Opinião

Letras | João Pinto Coelho (2022) Mãe, doce mar ou o ventre catártico da escrita…

10 mar 2023 13:28

O prodígio da escrita deste romance, que desfaz o papel do acaso com as imersões omniscientes em investigações selecionadas de lugares e tempos passados

Nunca tinha lido João Pinto Coelho [JPC]. O título Mãe, doce mar (2022), grafado a branco no azul marítimo da capa, reprodução do óleo sobre tela Sandy Neck, Light House – Cape Cod, de 2017, foi o ‘canto da sereia’ a atrair-me e fazer mergulhar.

Folheei os abundantes arquivos e recursos digitais, guardiões da memória do mundo na virtual nuvem da rede: nascido em Londres em 1967, JPC frequentou Belas-Artes, licenciou-se em Arquitetura, e passou temporadas nos EUA (onde trabalhou num teatro profissional, perto de Nova Iorque), mas viveu a maior parte da vida em Lisboa. Investigou durante duas décadas a perseguição aos judeus e integrou ações do Conselho da Europa nos antigos campos de Auschwitz – cinzas duma poeira que se encontrará no 1.º romance, Perguntem a Sarah Gross (2014).

Em 2017, com Os Loucos da Rua Mazur, venceu o prémio LeYa e foi finalista do prémio literário Fernando Namora. 2020 é a data do 3.º romance, Um Tempo a Fingir, finalista dos prémios da União Europeia para a Literatura e do literário Fernando Namora.

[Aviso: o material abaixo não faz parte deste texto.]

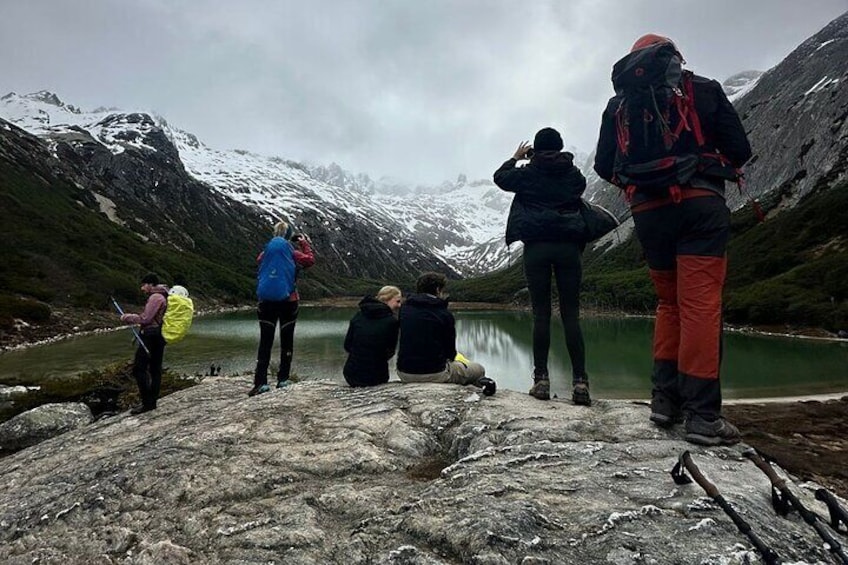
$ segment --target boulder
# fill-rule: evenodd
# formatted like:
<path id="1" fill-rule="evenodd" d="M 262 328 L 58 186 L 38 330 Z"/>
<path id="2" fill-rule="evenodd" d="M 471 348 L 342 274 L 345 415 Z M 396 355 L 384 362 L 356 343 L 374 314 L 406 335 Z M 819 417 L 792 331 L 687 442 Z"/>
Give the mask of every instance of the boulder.
<path id="1" fill-rule="evenodd" d="M 0 453 L 35 445 L 93 420 L 81 402 L 42 404 L 0 424 Z"/>
<path id="2" fill-rule="evenodd" d="M 5 458 L 0 562 L 759 562 L 697 485 L 672 481 L 685 450 L 786 562 L 830 558 L 812 528 L 774 513 L 745 446 L 689 445 L 644 404 L 396 382 L 249 388 L 207 378 Z"/>

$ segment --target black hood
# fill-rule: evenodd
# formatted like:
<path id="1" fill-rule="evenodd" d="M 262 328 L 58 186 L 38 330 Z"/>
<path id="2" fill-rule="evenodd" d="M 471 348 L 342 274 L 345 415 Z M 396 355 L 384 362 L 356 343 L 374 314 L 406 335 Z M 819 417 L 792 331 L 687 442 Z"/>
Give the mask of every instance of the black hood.
<path id="1" fill-rule="evenodd" d="M 366 318 L 385 318 L 392 315 L 392 309 L 388 304 L 380 302 L 373 296 L 366 296 L 360 300 L 359 309 Z"/>
<path id="2" fill-rule="evenodd" d="M 574 155 L 568 151 L 537 151 L 530 166 L 543 172 L 561 173 L 574 166 Z"/>

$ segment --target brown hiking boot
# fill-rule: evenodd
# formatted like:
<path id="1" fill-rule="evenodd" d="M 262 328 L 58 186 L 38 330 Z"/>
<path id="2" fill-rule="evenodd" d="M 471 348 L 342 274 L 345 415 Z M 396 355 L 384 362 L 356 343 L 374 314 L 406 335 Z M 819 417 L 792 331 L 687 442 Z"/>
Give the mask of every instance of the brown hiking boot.
<path id="1" fill-rule="evenodd" d="M 548 379 L 539 379 L 533 383 L 533 388 L 530 389 L 530 396 L 539 400 L 551 399 L 551 381 Z"/>
<path id="2" fill-rule="evenodd" d="M 742 441 L 742 435 L 724 418 L 709 421 L 700 416 L 690 416 L 686 420 L 685 439 L 698 445 L 734 445 Z"/>

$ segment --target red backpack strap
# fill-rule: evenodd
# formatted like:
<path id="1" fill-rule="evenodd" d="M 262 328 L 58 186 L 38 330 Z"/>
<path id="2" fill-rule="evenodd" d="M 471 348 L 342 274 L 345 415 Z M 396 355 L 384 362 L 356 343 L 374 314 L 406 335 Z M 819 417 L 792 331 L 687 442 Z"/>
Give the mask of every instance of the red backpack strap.
<path id="1" fill-rule="evenodd" d="M 695 136 L 695 142 L 699 147 L 704 145 L 704 132 L 701 129 L 701 119 L 698 117 L 698 112 L 695 109 L 695 87 L 692 84 L 692 73 L 686 72 L 683 74 L 683 92 L 686 95 L 686 112 L 689 117 L 689 122 L 692 128 L 692 135 Z M 681 121 L 683 121 L 681 119 Z"/>
<path id="2" fill-rule="evenodd" d="M 615 110 L 615 141 L 618 144 L 618 151 L 622 155 L 627 155 L 630 147 L 630 130 L 627 127 L 626 113 L 624 100 L 622 100 Z"/>

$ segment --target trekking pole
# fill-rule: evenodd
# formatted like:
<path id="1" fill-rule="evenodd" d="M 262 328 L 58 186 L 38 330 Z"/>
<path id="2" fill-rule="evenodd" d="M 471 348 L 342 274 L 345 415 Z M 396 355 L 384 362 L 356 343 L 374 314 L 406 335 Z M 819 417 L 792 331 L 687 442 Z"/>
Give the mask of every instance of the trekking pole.
<path id="1" fill-rule="evenodd" d="M 816 500 L 821 500 L 827 504 L 827 509 L 830 511 L 830 526 L 840 534 L 848 533 L 848 511 L 846 511 L 826 488 L 816 489 Z M 840 529 L 840 522 L 845 526 L 845 530 Z"/>
<path id="2" fill-rule="evenodd" d="M 774 467 L 772 467 L 765 459 L 760 457 L 760 454 L 754 449 L 746 449 L 743 455 L 753 461 L 754 465 L 759 467 L 771 481 L 771 503 L 774 506 L 775 511 L 781 516 L 786 516 L 786 514 L 789 513 L 789 510 L 794 507 L 804 521 L 811 525 L 813 529 L 816 530 L 816 533 L 819 534 L 819 537 L 825 541 L 830 552 L 838 557 L 841 563 L 848 565 L 848 555 L 845 555 L 845 552 L 842 550 L 842 546 L 827 530 L 827 527 L 822 524 L 818 514 L 810 512 L 810 510 L 808 510 L 807 507 L 798 500 L 798 497 L 792 494 L 792 491 L 786 486 L 786 481 L 777 476 L 777 473 L 774 471 Z"/>
<path id="3" fill-rule="evenodd" d="M 692 479 L 686 476 L 686 471 L 689 471 L 689 473 L 692 474 L 692 478 L 695 479 L 695 482 L 698 483 L 707 495 L 709 495 L 709 497 L 712 498 L 722 510 L 724 510 L 724 513 L 733 520 L 733 523 L 736 524 L 739 531 L 748 536 L 748 539 L 751 540 L 751 544 L 757 551 L 760 552 L 760 555 L 763 556 L 763 561 L 766 565 L 778 565 L 780 563 L 780 558 L 777 556 L 777 553 L 767 546 L 765 542 L 763 542 L 763 540 L 761 540 L 757 534 L 751 530 L 750 524 L 748 524 L 748 522 L 746 522 L 742 516 L 733 509 L 730 503 L 724 499 L 716 486 L 707 480 L 707 478 L 701 473 L 701 470 L 698 469 L 698 466 L 695 465 L 695 462 L 692 461 L 692 456 L 688 451 L 684 451 L 680 455 L 680 459 L 677 460 L 677 464 L 671 470 L 671 478 L 674 479 L 675 484 L 685 485 L 692 482 Z"/>
<path id="4" fill-rule="evenodd" d="M 115 310 L 117 310 L 117 311 L 118 311 L 118 314 L 120 314 L 121 316 L 123 316 L 123 315 L 124 315 L 124 311 L 123 311 L 123 309 L 121 308 L 121 305 L 120 305 L 120 304 L 118 304 L 118 301 L 117 301 L 117 300 L 115 300 L 115 297 L 114 297 L 114 296 L 110 296 L 109 298 L 111 298 L 111 299 L 112 299 L 112 304 L 114 304 L 114 305 L 115 305 Z M 147 353 L 147 356 L 148 356 L 148 357 L 150 357 L 150 350 L 149 350 L 149 349 L 147 349 L 147 346 L 146 346 L 146 345 L 144 345 L 144 341 L 142 341 L 142 339 L 141 339 L 141 334 L 139 334 L 139 333 L 138 333 L 138 330 L 137 330 L 137 329 L 135 329 L 135 326 L 130 326 L 130 329 L 132 330 L 133 335 L 135 336 L 135 339 L 136 339 L 136 341 L 138 342 L 138 344 L 141 346 L 141 348 L 142 348 L 142 349 L 144 349 L 144 352 L 145 352 L 145 353 Z"/>

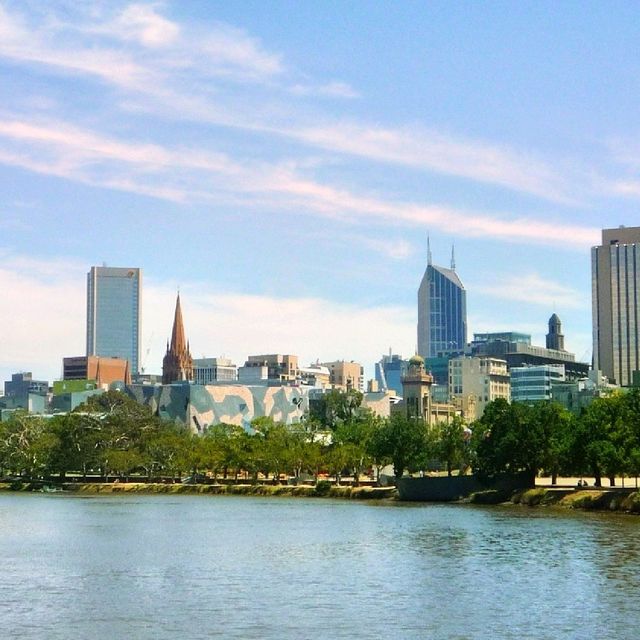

Os três integram o PNL.

Curiosa, porém apenas leitora (e recetora impregnada…) de breves palavras críticas sobre os 3 romances anteriores, li Mãe, doce mar virginal e avidamente, encantada pelo novelo bem urdido e exemplarmente registado por um narrador autobiográfico que alterna com um poderoso investigador omnisciente, capaz de quebrar/alargar as fronteiras do tempo e do espaço, que cerca e enreda as personagens até um epílogo de 5 páginas, datado de ‘Cape Cod, Massachusetts | agosto de 2022’. Tão sintético como um verbete ou listagem de arquivo, que pretendesse prender qualquer linha solta e reintegrar as peças do puzzle encontradas em contratempo, a metacognitiva e misteriosa espiral desenhada pela frase inaugural do romance – ‘Tinha doze anos quando conheci a minha mãe – esta frase dá para tudo, até para abrir um romance. / E, no meu caso, é verdade.’ (opus cit., p. 9) – converte-se na circularidade da frase de abertura/fecho do epílogo, a obrigar o leitor a ser cúmplice da inevitabilidade da tragédia pessoal, familiar, amorosa e relacional que o mar da pintura da capa já revelava (assim como as citações escolhidas como abertura de cada uma das partes): ‘Tinha doze anos quando conheci a minha irmã – esta frase dá para tudo, até para acabar um romance. / E, no meu caso, foi verdade.’ (p. 193).

Se a tragédia é sempre, de algum modo, um fechamento, o narrador Noah despede-se com o reino mágico da infância, onde as aparências são a verdade, em oposição ao mundo real dos adultos, onde escondem outra verdade ou são uma mentira. Como leitora, senti que este romance, com muito de revelação biográfica (e psicanalítica?), exigirá uma continuação pela claridade/sublimação das dolorosas janelas abertas, pulmões catárticos do ser. O corpo textual constitui-se por 4 grandes blocos, desiguais, titulados com o nome das três personagens triangulares – NOAH (61pp.) | FRANK (47pp.) | PATIENCE (29pp.) | NOAH (35pp.) – a funcionar sempre por ausência da personagem CATHERINE, motor nuclear escondido, implícito catalisador de todas as estórias.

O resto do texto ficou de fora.